To emphasize his point, he moved toward the door. She stopped him with a hand clamped around his wrist. “You will regret your haste, my lord.”

There was desperation in her grip… which could work to his favor. Percival aimed his glower at her fingers—her ringless fingers—and she eased away.

His next glower was at the clock on her mantel. “You have five minutes.”

A tap on the door interrupted whatever venom she might have spewed next. “Come in.”

A maidservant entered, accompanied by a little girl with red hair and a stubborn chin. He’d seen the child before somewhere, but couldn’t place her for the unease coursing through him.

The girl was not attired in a short dress as befit one of her tender years, nor was her striking hair tamed into a pair of tidy braids. She was dressed in a miniature chemise gown of gold with a burgundy underskirt, her pale little shoulders puckered with gooseflesh. Her hair was pinned up on her head in a style appropriate to a woman twenty years her senior, and—Percival’s stomach lurched to behold this—the child’s lips were rouged.

“Magdalene, make your courtesy to the gentleman.”
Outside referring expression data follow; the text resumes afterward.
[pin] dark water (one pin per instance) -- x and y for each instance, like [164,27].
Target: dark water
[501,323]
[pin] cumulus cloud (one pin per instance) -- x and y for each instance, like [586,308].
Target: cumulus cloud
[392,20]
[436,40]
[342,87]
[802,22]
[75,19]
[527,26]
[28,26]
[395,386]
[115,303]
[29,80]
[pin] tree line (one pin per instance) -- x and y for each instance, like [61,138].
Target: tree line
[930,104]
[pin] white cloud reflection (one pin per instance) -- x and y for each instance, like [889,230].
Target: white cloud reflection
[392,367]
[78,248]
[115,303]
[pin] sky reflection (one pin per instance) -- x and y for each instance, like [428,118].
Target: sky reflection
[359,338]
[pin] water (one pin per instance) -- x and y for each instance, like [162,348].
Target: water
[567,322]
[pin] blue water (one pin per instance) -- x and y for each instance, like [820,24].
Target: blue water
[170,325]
A perfectly—ghoulishly—graceful curtsy followed, suggesting the girl had been thoroughly grilled on even so minute a display. “Good day, kind sir.”

Percival manufactured a smile, because the child’s voice had quavered. “Good day, miss.”
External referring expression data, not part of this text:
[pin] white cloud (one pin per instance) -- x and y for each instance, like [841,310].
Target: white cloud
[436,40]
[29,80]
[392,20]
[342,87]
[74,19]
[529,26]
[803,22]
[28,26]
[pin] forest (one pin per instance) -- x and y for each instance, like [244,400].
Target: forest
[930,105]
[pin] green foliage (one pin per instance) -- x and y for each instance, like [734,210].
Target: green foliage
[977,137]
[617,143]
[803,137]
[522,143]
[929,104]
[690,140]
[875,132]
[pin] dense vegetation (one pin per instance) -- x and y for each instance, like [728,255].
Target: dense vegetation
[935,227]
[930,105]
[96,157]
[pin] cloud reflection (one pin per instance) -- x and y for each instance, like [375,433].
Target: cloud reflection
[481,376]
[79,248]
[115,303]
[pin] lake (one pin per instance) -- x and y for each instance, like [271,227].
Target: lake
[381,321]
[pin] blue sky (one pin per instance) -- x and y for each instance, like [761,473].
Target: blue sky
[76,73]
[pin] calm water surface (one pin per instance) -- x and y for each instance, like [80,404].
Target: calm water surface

And Magdalene—a singularly unkind name for a courtesan’s daughter.

Cecily grabbed the girl by the chin and pointed toward the sideboard, across the room from the fire’s heat. “Be quiet. You”—she waved a hand at the nursemaid—“out.”

Was everyone in this household terrified of the woman?

“You have three minutes, Mrs. O’Donnell, and then I shall do all in my power to ensure our paths never cross again.” He meant those words, though his gaze was drawn back to the child, who stood stock-still, staring at the carpet in all her terrible finery.

“Three minutes, Percival? I say our paths have become joined for the rest of our days on earth. Whatever else I know to be true about you—and I have kept up, you may be assured of that—I doubt your vanity would allow your only daughter to be put to work in her mother’s trade, would it?”

While the child remained motionless and mute, Percival felt his world turn on its axis. A hollow ache opened up in the pit of his stomach, a sense of regret so intense as to crowd any other emotion from his body.